/pacmonstr

Tandem Repeat Detection for Long Read Sequence Data

Primary LanguagePython

PacmonsTR

Tandem Repeat Detection for Long Read Sequence Data

The pipeline works in the following steps:

  1. The initial run takes in an alignment file (alignment of long reads with the reference, such as, hg19) and a reference Tandem Repeat table as INPUT and generates an OUTPUT file with estimated tanderm repeat region in the Long read, expected value of the number of tandem repeat elements, estimated Structural variation region in the tandem repeat.

  2. The output file generated from Step A, is used (after processing) for clustering. The clustering uses GMM based clustering method, which uses AIC as the model selection criterion, coupled with c-separation. Allelic call (homozygous/heterozyous) is made based on the clustering criteria and it outputs two files. One file has all the calls and the other has the read data for each cluster.

  3. The read data for each cluster is taken and a consensus sequence is generated.

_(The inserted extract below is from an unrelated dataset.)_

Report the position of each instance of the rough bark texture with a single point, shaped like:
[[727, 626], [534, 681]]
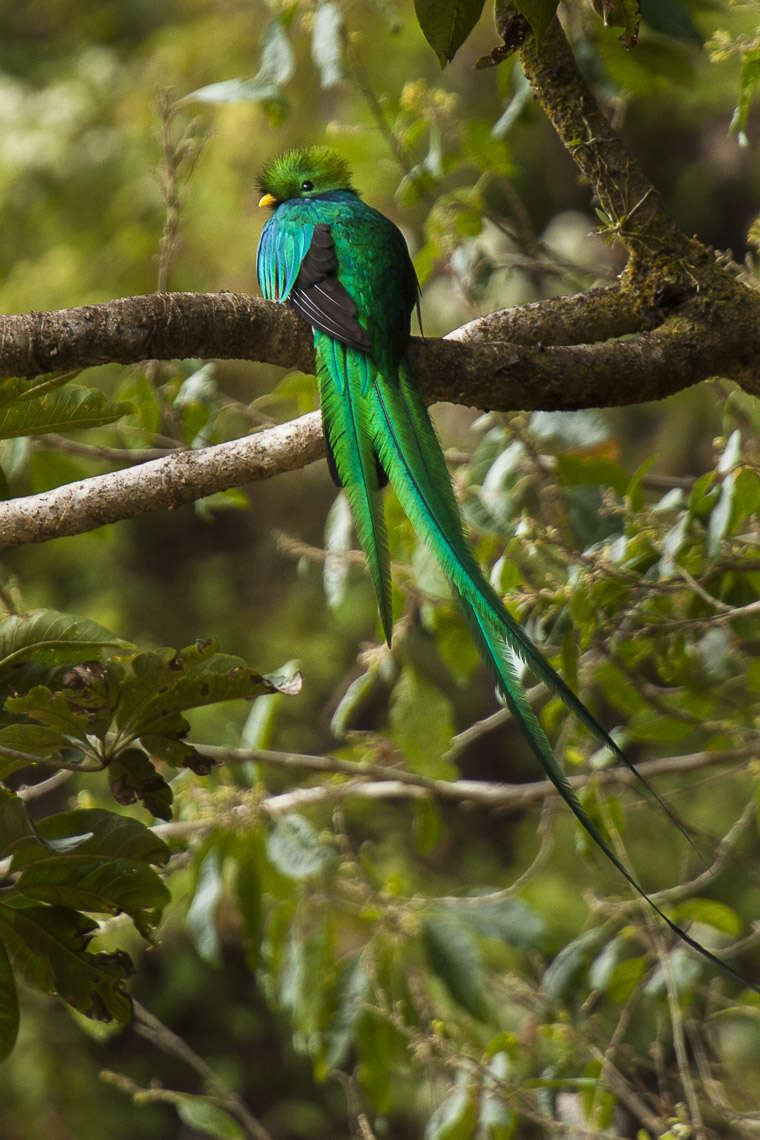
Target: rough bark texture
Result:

  4. The consensus sequence can be taken as an input to StepA and re-estimation of TR multiplicity can be performed.

Requirements

PacmonSTR has the following dependencies:

  1. Blasr: PacmonSTR assumes input alignment information about the long reads versus the reference in .m5 format generated by Blasr. Blasr is a long read aligner by PacBioScience and can be installed from https://github.com/PacificBiosciences/blasr.

  2. Cython: The dynamic programming and pairHMM routines are written in cython. If the users wants to make any changes to the source code, then Cython is required to complie the code. Please check: http://docs.cython.org/src/quickstart/install.html for information on detailed installation steps.

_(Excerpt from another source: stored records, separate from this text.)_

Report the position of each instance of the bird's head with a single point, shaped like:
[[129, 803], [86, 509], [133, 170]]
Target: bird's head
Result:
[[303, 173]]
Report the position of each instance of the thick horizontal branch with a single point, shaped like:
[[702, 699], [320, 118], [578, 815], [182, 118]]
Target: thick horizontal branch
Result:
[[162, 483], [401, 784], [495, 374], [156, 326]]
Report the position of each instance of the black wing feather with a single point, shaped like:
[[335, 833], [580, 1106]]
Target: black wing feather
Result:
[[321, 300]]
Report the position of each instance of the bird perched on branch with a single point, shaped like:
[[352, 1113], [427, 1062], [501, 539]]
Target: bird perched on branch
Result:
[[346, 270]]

  3. Scikit-learn: sklearn's mixture module has been used for the TR allele calling functionality. Please note that sklearn depends on C compiler, scipy & numpy, among other modules. Please check: http://scikit-learn.org/stable/install.html for information on detailed installation steps.

Usage

A. For running the pipeline, please run the following: python $path/pacMonStr_V1.py $path/test.m5 $path/test.binned_anchors $flank $numCore $runDir

  1. path="The location of PacmonSTR directory"

  2. $path/test.m5 = The input alignment between the long reads data and the reference. Here .m5 format which is an output of 'Blasr' tool is assumed.

  3. $path/test.binned_anchors = The long reads (based on their alignement start and end positions with respect to the reference) that span the TR event (defined for each chromosome by their start position, end position, repeat element, repeat period, repeat multiplicity, among other attributes) are written in this file with their flanking distance upstream and downstream of the TR event.

  4. $flank = The flanking distance upstream and downstream of the TR event. They are assumed to be same.

  5. $numCore = Number of processors to be used. The pipeline uses multiprocessing library (which is in standard python) for spawning processes via pool.

  6. $runDir = The directory where the output files should be generated. Please note that using multiple processors results in writing of many out files and this can be controlled by modifying the value of 'num' variable in the source code. Right now it uses a factor of 1.0/0.05. This parameter is used to partition the dictionary queryAligns, and passes that partition to a processor via pool. Higher the number lower the number of partitions created.

B. For running the clustering part of the pipeline, please run: source runClustering.sh $pathDirInput $pathDirOutput

  1. pathDirInput="location of directory where the out from previous step is located"

  2. pathDirOutput="location of directory where the clustering output files are written"

This script processes the output from the previous step and uses that as an input for the gmmCluster/clusteringGMM_AIC_cSep.py. The input parameters for clustering are specified in the script. The script writes the output file by creating a directory 'clusterRun' in the user specified location for clustering output files.